Â
Salah satu ruang makan didalam KRI Banda Aceh 593/dok.pribadi
Sudah bukan rahasia lagi bahwa menjadi prajurit harus siap dengan berbagai kondisi. Termasuk menu makan. Menu makan inilah, menu yang sehari-harinya disantap para prajurit TNI AL ketika berlayar mengarungi selat dan samudera. Begitu juga dengan yang kami rasakan saat berada dalam KRI Banda Aceh 593 dalam perjalanan menuju Sorong dari pelabuhan Soekarno Hatta Makassar (7/6).
Di beberapa lokasi perbatasan, bahkan seorang prajurit harus bercocok tanam dan berburu hewan demi bisa tetap bertahan hidup atau sekedar memenuhi kebutuhan protein hewani. Alasannya harus demikian, karena pasokan kebutuhan pangan tidak datang setiap hari, melainkan bisa seminggu atau bahkan sebulan sekali karena sulitnya akses jalan menuju perbatasan.
Untuk di KRI BAC 593 jangan pernah berpikir akan ada seorang chef atau koki layaknya dalam kapal pesiar, semua dilakukan oleh prajurit. Maka rasanya cukup alakadarnya namun tidak mengurangi kenikmatan bersantap bersama. Jam makan pun diatur. Pagi pukul 6-7, Siang 12-13, dan malam 18-20 Waktu Indonesia bagian KRI BAC 593 hehehe.
Menu Sederhana (bukan nama rumah makan Padang) yang menyatukan kita semua/dok.pribadi
Urusan menu sederhana, beragam dan memenuhi kebutuhan. Yang menjadi berlian dan buruan didalam KRI BAC adalah keberadaan sambal dan kerupuk.
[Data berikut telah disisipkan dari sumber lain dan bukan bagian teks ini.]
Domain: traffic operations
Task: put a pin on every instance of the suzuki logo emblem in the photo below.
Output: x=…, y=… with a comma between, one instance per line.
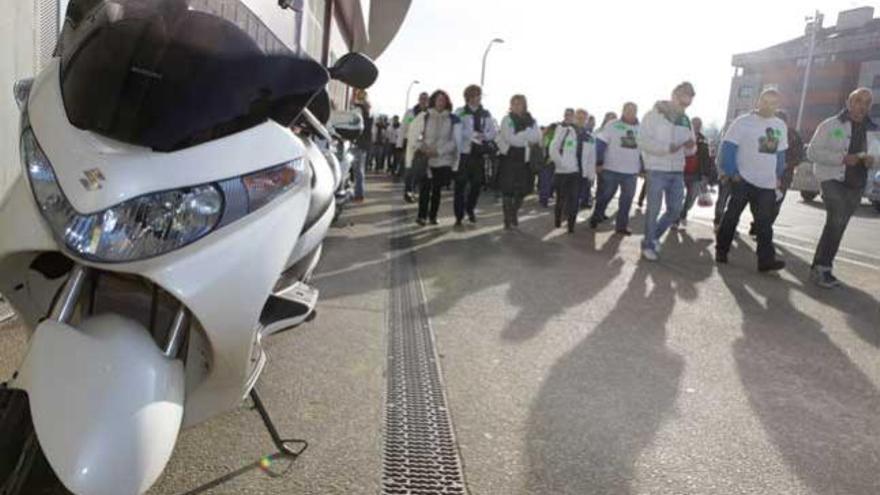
x=93, y=180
Mungkin karena kebiasaan orang Indonesia yang tak pernah luput dari sambal. Saya sendiri malah membeli kecap sambal bango untuk menambah gairah dan nafsu makan selama berlayar.
Saat pertama kali mencicipi masakan ala KRI BAC, kami mendapatkan menu opor ayam. Ya, hanya opor ayam. Sendok dan piring bisa digunakan secara bergantian. Syaratnya memakai dalam keadaan bersih, dan mengembalikannya pula dalam keadaan bersih. Maka tak heran jika semua kegiatan di KRI BAC selama ENJ 2015 ini kami selalu hidup tertib, disiplin dan bersahabat dengan antrian Yap, mirip mirip lah dengan kehidupan di pondok pesantren.
Namun sejak rekan kamar saya bicara panjang lebar tentang Hepatitis, akhirnya saya memilih tak menggunakan sendok dan memilih mencuci kembali piring yang akan digunakan sebelum dipakai hahahahaha....kampret benar itu si Wahyu. Mentang-mentang bawa piring dan sendok sendiri, suka-sukanya dia bicara masalah hepatitis.
Menu makan siang pada hari pertama tidak ada karena semua peserta keluar untuk berkegiatan. Saya sendiri ke pulau Kodingareng, Menunya? Jangan tanya. Akan saya siapkan tulisan tersendiri tentang jamuan makan siang di Pulau Kodingareng, Kecamatan Ujung Tanah, Makassar, Sulawesi Selatan.